While several Kashmiri students were suspended from colleges across the country, allegedly for publishing posts celebrating the Pulwama attack, Chitkara University in Himachal Pradesh went a step further by lodging a police complaint against their own student and getting him arrested.
Varinder Kanwar, Vice-Chancellor of the university, which has campuses across Himachal Pradesh, Bangladesh and Punjab, said that they had lodged a complaint against a student named Tehseen Gul, whose name had also surfaced in Saxena’s thread, where he congratulated the students and the authorities for getting him arrested.
Kanwar, however, told HuffPost India that he had spoken to Gul regarding a Facebook post he had shared on his own profile, and then uploaded as his profile picture. It did not name anyone but said, ‘lord, please accept the martyrdom’, which they concluded referred to the Pulwama martyr.
“When I spoke to him, at the time he was saying that it is something wrong. And that he will delete the post,” Kanwar said.
Yet, the university lodged a police complaint against him.
Kanwar claimed that the university filed the FIR to save students—the ones ‘protesting’ against Gul—the trouble of visiting police station and courts. The students, he said, had become “difficult to control”.

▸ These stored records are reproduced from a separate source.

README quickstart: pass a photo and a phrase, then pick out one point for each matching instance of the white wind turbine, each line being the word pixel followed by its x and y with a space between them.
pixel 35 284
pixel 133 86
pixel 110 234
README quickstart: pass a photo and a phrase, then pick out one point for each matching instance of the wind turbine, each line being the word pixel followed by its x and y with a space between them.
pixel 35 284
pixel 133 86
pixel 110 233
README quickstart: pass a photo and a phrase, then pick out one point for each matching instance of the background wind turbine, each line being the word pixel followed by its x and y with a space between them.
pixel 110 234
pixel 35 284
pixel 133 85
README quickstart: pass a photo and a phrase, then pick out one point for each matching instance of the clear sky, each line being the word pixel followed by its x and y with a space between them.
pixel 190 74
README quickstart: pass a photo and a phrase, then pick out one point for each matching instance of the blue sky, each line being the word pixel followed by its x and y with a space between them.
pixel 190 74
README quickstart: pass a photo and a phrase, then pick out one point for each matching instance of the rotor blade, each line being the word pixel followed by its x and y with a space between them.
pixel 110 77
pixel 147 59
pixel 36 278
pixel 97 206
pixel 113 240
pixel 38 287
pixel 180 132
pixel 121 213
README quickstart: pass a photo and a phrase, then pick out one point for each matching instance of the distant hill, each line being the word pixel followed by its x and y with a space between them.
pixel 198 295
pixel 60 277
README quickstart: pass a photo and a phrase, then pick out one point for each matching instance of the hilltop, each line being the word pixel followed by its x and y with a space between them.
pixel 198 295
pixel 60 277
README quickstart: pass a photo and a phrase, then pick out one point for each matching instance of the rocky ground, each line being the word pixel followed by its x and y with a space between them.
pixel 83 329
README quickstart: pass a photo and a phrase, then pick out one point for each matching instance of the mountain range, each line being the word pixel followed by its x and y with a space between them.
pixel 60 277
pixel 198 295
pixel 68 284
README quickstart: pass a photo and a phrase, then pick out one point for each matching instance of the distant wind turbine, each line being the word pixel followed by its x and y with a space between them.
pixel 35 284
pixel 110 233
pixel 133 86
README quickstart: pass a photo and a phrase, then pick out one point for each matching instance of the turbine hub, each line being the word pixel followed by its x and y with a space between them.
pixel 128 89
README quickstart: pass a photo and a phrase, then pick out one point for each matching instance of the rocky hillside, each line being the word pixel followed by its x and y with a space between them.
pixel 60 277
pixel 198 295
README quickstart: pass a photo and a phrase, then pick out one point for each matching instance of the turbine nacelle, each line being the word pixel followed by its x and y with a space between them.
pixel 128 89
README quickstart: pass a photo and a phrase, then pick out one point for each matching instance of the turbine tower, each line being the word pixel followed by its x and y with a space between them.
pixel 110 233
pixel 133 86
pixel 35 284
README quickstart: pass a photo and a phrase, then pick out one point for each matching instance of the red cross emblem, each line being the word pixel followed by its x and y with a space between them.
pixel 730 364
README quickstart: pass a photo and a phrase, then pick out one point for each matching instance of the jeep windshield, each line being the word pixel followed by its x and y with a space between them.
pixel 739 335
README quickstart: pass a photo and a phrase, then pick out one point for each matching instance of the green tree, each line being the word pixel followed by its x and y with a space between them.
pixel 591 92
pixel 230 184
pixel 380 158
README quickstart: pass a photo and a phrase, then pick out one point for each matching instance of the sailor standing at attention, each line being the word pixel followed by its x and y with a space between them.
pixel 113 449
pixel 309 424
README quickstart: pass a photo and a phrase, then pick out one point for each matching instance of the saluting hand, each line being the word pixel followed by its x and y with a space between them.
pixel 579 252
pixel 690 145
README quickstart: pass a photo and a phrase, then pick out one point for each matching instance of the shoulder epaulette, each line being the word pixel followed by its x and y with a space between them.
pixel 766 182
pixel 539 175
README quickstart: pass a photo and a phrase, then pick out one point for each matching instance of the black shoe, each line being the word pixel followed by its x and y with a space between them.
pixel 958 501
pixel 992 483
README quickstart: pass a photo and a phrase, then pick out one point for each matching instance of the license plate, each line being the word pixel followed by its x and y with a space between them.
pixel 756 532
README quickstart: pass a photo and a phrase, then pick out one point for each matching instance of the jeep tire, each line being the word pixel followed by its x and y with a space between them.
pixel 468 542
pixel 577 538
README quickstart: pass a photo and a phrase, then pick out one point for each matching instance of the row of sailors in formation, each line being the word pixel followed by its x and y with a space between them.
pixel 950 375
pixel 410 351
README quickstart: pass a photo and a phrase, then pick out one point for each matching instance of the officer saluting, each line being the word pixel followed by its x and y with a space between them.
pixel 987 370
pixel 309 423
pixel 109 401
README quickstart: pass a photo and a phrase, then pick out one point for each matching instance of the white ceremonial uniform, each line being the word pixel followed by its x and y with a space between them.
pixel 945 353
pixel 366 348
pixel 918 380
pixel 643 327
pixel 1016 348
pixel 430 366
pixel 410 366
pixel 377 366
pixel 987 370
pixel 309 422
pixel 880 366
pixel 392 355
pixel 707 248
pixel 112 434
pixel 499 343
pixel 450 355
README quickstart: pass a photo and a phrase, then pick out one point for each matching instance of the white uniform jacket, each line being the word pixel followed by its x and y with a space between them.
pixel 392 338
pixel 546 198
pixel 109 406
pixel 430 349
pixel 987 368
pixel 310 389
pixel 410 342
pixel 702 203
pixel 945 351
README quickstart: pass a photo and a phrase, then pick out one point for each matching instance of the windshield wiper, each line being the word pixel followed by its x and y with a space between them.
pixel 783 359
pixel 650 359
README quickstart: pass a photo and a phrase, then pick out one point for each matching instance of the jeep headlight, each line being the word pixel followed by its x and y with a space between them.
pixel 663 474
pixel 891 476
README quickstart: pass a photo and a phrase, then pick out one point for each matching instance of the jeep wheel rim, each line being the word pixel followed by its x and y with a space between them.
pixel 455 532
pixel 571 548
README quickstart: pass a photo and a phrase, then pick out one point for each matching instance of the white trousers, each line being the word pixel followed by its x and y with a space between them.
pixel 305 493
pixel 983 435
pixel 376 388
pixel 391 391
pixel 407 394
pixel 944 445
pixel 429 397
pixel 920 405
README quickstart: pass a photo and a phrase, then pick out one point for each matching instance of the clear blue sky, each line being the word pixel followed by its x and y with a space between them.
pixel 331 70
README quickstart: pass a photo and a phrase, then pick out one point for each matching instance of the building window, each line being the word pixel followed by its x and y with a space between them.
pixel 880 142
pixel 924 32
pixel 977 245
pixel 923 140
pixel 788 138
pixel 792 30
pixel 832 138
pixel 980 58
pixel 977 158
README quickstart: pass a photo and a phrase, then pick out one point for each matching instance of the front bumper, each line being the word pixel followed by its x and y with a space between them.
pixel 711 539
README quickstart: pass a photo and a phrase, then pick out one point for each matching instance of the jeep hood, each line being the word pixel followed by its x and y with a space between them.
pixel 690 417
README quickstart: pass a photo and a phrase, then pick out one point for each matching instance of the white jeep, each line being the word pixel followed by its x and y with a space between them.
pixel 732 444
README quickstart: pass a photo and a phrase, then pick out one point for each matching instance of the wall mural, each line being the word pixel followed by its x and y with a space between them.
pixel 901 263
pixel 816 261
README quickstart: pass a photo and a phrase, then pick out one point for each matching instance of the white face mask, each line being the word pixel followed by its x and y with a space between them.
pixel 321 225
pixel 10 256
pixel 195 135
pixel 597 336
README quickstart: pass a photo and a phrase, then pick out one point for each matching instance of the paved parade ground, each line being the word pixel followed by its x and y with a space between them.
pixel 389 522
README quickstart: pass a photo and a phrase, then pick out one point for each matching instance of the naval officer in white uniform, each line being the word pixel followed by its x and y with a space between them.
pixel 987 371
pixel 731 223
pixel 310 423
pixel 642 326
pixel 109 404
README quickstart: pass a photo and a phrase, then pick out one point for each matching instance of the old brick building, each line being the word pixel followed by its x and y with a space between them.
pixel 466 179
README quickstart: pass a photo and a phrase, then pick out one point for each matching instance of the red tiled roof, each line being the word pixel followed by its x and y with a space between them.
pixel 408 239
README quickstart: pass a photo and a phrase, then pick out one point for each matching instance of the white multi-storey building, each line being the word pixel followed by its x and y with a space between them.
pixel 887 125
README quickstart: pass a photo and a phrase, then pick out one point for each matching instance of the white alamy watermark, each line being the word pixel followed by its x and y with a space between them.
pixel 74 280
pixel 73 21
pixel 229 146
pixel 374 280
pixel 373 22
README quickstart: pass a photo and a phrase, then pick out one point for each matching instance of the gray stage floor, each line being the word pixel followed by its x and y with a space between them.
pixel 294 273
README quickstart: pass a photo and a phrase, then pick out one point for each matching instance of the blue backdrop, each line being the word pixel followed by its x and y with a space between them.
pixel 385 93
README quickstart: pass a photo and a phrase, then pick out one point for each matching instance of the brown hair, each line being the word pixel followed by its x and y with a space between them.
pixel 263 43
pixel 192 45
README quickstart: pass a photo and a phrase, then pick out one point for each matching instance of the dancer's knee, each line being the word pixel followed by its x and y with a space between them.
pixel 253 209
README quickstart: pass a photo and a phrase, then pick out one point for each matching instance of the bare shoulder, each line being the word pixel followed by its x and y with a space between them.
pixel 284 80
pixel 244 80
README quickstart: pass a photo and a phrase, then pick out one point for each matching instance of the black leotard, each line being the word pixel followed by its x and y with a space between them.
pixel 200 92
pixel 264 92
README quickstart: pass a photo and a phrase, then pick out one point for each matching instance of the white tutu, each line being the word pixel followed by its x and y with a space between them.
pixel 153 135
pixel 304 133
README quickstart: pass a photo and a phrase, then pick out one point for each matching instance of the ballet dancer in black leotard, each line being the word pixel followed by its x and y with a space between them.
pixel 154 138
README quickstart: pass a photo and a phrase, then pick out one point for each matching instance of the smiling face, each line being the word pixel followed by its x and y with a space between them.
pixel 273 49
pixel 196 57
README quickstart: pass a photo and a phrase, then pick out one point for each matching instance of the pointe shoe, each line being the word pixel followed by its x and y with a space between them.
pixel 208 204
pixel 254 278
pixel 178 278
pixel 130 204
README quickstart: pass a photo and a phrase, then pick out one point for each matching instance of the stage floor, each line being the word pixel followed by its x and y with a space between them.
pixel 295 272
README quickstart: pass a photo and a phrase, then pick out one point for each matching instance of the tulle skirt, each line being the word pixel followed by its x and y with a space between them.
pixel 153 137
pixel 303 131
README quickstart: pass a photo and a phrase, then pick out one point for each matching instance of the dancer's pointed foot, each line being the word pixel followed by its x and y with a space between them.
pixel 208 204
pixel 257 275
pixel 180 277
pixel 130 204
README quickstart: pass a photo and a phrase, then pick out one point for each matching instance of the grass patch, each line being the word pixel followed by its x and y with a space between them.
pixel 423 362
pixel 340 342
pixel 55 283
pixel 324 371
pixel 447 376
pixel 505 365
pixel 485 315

Describing Gul’s post as not “favourable to the nation”, Kanwar said that there were over 1,000 students on the campus and it came to a point where they feared for his safety because of other students ‘taking law in their hands’.
Could Gul not have been suspended or reprimanded by the college instead of having a police complaint lodged?
“If you had been there, trust me, you’d have done that same thing,” said Kanwar.